Dans cet article, Daniel T. Willingham, bien connu pour ses travaux sur le fonctionnement du cerveau lors des apprentissages, résume ce qu’il a déjà écrit sur l’apprentissage des stratégies de compréhension en lecture.

Ces dernières commencent à apparaître en France sous l’intitulé enseignement explicite des stratégies de compréhension en lecture avec un ouvrage comme Lector et Lectrix par exemple.

On peut se féliciter de l’avancée que cela représente après de trop nombreuses années où l’on a cru et fait croire que la compréhension était immanente. Tout comme l’était aussi le déchiffrage des mots.

Resituons la lecture dans le modèle de Gough : L = D x C. L’aptitude à lire est le produit du déchiffrage par la compréhension. Les deux facteurs sont d’égale importance.

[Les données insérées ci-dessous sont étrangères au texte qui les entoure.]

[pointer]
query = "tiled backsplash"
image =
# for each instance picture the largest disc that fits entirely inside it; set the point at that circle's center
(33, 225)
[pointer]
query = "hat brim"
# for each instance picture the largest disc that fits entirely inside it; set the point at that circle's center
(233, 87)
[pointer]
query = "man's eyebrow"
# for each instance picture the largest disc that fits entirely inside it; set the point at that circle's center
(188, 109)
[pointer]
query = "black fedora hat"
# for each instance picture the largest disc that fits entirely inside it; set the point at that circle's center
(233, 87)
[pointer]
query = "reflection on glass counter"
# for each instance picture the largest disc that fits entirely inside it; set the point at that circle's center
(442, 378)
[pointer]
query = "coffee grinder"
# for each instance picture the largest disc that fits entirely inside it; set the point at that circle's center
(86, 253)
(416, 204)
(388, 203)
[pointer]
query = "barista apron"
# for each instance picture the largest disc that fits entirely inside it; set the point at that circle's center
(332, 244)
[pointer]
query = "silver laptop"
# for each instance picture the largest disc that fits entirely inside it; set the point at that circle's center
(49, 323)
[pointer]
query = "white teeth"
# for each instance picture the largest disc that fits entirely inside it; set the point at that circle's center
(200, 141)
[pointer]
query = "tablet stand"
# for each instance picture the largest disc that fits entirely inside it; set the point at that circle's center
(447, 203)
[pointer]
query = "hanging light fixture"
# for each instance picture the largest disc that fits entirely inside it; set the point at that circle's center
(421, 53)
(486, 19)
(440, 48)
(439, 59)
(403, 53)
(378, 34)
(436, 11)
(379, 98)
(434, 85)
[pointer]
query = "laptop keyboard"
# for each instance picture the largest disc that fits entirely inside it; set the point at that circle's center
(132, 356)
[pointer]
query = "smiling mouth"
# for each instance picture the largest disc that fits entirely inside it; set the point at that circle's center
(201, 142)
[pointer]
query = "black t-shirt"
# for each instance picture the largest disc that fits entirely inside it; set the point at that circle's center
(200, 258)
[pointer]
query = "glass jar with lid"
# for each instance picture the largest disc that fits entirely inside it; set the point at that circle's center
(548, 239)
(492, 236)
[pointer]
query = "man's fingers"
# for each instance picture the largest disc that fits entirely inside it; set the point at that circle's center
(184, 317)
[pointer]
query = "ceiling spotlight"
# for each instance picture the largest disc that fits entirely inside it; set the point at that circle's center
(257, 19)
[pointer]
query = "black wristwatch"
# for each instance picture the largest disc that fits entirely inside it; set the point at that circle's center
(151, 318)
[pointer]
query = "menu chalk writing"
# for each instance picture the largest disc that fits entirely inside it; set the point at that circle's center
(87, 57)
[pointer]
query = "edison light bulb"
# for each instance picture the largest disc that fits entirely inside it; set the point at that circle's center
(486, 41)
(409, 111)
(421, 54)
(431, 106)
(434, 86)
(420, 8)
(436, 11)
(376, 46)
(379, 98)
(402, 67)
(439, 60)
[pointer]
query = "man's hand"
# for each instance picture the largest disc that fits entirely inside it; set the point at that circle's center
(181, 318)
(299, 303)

Si l’on se concentre sur la question de la compréhension, comme c’est le cas de cet article, on doit se demander : comment aboutit-on à celle-ci, peut-elle s’enseigner explicitement comme c’est le cas pour le déchiffrage ?

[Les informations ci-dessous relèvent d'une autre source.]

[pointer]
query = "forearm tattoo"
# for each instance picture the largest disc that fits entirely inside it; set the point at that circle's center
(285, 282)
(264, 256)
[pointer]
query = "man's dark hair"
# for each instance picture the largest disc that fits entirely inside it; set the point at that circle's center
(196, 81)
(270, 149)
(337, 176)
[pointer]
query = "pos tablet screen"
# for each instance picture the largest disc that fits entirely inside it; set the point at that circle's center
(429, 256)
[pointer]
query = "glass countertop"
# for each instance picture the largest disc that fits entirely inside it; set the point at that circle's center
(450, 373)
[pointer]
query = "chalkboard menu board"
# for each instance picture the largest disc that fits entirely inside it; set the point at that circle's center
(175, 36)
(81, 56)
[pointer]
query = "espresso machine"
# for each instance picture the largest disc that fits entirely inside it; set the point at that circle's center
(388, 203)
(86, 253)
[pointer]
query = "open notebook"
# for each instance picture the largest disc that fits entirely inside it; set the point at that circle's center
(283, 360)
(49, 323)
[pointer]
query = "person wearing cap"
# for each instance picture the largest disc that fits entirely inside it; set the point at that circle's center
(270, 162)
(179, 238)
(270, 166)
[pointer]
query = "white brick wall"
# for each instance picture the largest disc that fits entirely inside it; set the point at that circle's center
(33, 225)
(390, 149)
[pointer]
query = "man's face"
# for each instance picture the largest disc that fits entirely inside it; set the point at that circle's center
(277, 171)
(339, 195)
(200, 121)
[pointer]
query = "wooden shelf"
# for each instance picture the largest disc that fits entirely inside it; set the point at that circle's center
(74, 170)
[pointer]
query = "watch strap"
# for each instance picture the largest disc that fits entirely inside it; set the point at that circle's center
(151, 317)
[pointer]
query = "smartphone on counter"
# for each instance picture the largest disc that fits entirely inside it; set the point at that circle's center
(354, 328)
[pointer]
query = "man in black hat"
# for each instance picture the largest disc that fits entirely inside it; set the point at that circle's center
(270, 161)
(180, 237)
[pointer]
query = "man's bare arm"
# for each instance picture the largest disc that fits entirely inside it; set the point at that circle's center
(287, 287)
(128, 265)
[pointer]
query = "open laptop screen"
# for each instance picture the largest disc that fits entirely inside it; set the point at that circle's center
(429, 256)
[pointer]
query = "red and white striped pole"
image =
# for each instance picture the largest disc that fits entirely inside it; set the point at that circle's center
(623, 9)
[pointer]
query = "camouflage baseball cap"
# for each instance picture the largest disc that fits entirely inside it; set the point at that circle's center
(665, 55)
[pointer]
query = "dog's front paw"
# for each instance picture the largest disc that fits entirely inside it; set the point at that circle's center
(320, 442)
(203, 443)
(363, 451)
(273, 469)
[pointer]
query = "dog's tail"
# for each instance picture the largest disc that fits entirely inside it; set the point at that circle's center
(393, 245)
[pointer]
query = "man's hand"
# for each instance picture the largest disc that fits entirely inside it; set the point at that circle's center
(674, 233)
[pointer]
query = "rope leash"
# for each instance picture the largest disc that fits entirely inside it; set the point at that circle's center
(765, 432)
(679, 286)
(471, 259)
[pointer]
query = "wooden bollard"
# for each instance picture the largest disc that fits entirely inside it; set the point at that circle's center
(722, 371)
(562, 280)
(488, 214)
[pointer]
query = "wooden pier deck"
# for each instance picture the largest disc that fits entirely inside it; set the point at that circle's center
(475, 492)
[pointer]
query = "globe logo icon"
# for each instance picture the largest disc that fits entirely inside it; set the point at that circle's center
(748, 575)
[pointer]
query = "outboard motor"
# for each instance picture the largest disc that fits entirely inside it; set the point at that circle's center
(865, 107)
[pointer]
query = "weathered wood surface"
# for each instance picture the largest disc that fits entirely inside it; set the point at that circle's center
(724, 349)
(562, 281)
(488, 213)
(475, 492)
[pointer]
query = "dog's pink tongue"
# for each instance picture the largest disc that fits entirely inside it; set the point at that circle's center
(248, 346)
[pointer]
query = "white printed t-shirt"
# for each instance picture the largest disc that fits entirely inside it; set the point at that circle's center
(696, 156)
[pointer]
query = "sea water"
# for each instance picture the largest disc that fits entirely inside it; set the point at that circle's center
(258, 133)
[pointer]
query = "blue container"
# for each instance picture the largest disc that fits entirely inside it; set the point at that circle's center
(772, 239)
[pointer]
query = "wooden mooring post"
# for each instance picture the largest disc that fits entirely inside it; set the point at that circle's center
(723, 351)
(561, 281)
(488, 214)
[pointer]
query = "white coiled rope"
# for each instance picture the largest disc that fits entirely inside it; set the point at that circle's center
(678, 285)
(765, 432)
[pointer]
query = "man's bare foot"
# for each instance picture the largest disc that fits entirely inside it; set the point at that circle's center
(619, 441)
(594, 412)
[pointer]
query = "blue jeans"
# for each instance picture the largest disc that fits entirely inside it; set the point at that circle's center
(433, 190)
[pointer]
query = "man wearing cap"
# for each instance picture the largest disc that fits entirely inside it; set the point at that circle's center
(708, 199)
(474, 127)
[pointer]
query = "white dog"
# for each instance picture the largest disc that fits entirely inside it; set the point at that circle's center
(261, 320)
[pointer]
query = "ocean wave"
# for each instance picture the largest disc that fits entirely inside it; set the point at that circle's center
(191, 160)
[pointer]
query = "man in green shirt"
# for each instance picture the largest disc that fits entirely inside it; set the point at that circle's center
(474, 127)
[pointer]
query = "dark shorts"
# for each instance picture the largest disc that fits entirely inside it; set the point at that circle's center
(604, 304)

Une fois de plus, la réponse n’est pas unilatérale. Pour comprendre un texte, il faut maîtriser la langue de ce texte, d’une part, avoir un stock lexical adéquat et aussi une culture générale permettant cette compréhension. J’aurai beau être une lectrice performante, si je me plonge dans un texte universitaire traitant de fusion nucléaire, il y a peu de chance que je comprenne une miette du message. Pourquoi ? Car je n’ai pas la culture scientifique nécessaire. C’est aussi simple que cela.

Daniel T. Willingham se penche ici sur l’engouement relatif à l’enseignement des stratégies de compréhension en lecture, tout comme l’a fait Hirsch il y a quelques années déjà.

Après avoir rappelé que le but de la lecture doit rester la compréhension du message écrit, il rappelle que les données probantes révèlent qu’au-delà de la 5e, les enfants ne profitent guère d’un enseignement de la compréhension et augmenter cet enseignement en quantité n’apporte aucun bénéfice.

Ces stratégies  comprennent les éléments suivants :
Guidage de la compréhension : on enseigne aux élèves à savoir quand ils ne comprennent pas, par exemple en formulant exactement ce qui est à l’origine de leur difficulté.
Écouter activement : les élèves apprennent à penser de manière critique par l’écoute ; cette écoute doit leur permettre aussi de comprendre le message émis par l’auteur.
Organisation graphique : les élèves apprennent à faire des représentations graphiques des textes, par exemple des cartes heuristiques.
Répondre à des questions : après la lecture, l’enseignant pose des questions mettant en exergue l’information que les élèves sont supposés retenir du texte.
Créer des questions : les élèves apprennent à se poser eux-mêmes tout au long de leur lecture des questions, intégrant de grandes unités de sens.
Résumé : les élèves apprennent les techniques de résumé ;  ex : effacer les informations redondantes et choisir une phrase pour l’idée principale.
Imagerie mentale : les élèves apprennent à créer une image mentale visuelle.
Apprentissage coopératif : les élèves utilisent les stratégies de compréhension en petits groupes, plutôt qu’avec le professeur.
Structure du récit : les élèves apprennent la structure type d’un récit et comment créer un schéma de l’histoire.
Les stratégies d’enseignement multiples : des stratégies multiples sont enseignées, il s’agit le plus souvent du résumé, de la prédiction, de la génération de questions et de la clarification des passages ou des mots difficiles.
Les connaissances préalables : les élèves sont encouragés à appliquer ce qu’ils savent de leurs propres expériences au texte, ou à considérer les thèmes du texte avant de le lire.
Les relations au vocabulaire : les élèves sont encouragés à utiliser leurs connaissances d’arrière-plan (tout comme les indices textuels) pour émettre des hypothèses argumentées sur le sens des mots non familiers.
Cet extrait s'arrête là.